Faced with this formidable “cordon sanitaire,” Karapatan turns to independent international bodies including our Canadian fact-finding mission, to pursue their work. Arroyo’s spin doctors try to discredit the organization and deftly question Karapatan’s numbers. On Dec. 1 the alliance released its yearend report and called 2006 the “worst year for human rights in the Philippines” since Arroyo took power in 2001. Their last count now approaches almost 800 political killings. The Canadian fact-finding mission is also labeled as “tools” of Karapatan.

Still, this writer came face to face with terror no amount of propaganda can dispute. And more.

No civil rule

Unmistakably martial rule reigns in the barangays we visited. Eyewitnesses say the military not only acts as judge and jury but also the executioner.

A young man we interviewed was arrested and tortured by the military for selling a stolen goat. He was paraded around town together with another accomplice, wearing a sandwich board tied around his neck proclaiming that he was a thief – the stolen animal reluctantly following them.

In another instance, we were told by the barangay captain (the highest civilian official in the local government unit) of an army lieutenant who was accused of conduct unbecoming an officer. He was “paddled” by his superior in the town square in the presence of the villagers. Paddling means being hit in the back repeatedly by a 2×4 until you bleed and fall to the ground.

In these two cases there was no due process – in the first case, crime is a police matter not a military prerogative.
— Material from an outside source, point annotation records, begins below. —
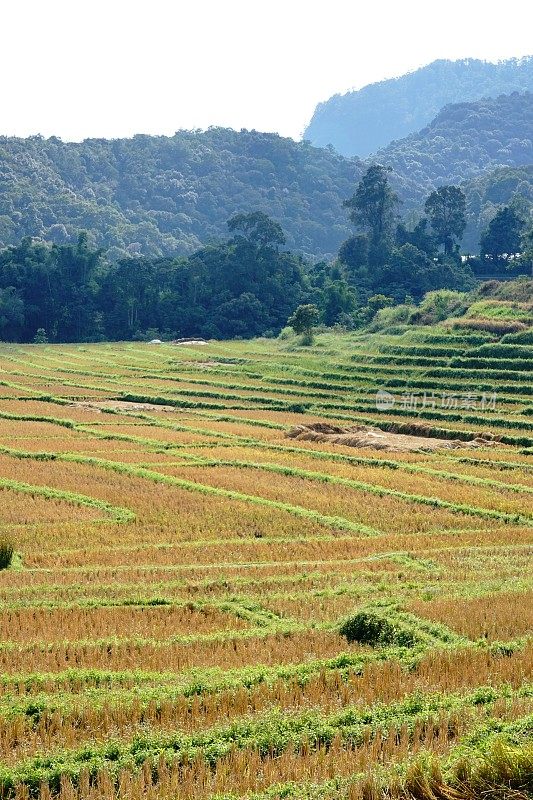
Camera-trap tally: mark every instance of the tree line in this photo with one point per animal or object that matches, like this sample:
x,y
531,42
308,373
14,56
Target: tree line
x,y
250,284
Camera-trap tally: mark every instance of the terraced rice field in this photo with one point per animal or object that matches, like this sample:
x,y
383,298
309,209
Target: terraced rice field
x,y
179,618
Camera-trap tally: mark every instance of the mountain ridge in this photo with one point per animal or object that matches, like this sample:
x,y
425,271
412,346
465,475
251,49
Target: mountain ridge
x,y
364,121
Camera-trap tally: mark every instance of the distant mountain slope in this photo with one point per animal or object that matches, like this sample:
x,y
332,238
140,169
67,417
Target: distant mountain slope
x,y
491,190
361,122
158,195
461,142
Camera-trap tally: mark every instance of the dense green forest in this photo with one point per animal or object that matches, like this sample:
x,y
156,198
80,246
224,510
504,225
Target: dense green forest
x,y
361,122
158,195
486,193
250,283
463,141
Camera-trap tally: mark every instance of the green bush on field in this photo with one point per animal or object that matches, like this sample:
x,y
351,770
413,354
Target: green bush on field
x,y
7,551
370,627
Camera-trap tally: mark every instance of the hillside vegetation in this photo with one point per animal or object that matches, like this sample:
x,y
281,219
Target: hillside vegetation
x,y
462,141
491,190
361,122
158,195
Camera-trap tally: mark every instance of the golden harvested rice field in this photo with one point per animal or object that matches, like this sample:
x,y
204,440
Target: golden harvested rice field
x,y
200,606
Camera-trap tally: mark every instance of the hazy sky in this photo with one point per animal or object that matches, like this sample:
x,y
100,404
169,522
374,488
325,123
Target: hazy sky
x,y
108,68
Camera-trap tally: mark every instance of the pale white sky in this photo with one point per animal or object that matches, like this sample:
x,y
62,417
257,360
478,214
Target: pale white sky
x,y
109,68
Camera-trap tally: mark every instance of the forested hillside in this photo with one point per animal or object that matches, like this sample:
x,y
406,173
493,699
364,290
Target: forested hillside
x,y
360,123
157,195
491,190
463,141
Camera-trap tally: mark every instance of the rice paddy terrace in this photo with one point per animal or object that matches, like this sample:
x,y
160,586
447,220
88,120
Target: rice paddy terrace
x,y
200,605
In the second case, military law should apply, not the medieval and barbaric beating of an accused.

In these far-flung villages, the military is the law. If you are labeled as a supporter of the NPA and do not report to them to “clear” your name you automatically end up in the Order of Battle or OB.

Such was the case of the people whose relatives we interviewed – for failing to convince the military that they had nothing to do with the guerillas, they ended up in the OB and ultimately paid for their lives.

They are the innocent victims of the unrelenting war of terror now gripping this country of 85 million people many of whom escape the grinding poverty by working in 186 countries around the globe – ten million of them euphemistically called Overseas Filipino Workers (OFW). Gloria Macapagal-Arroyo calls them the “modern heroes”. Their remittances of around $10 billion a year prop up the country’s poor economy.

Meanwhile, many of those who are left behind are killed with impunity while the government prepared to host a regional meeting and put up a benign face to the world.(Bulatlat.com)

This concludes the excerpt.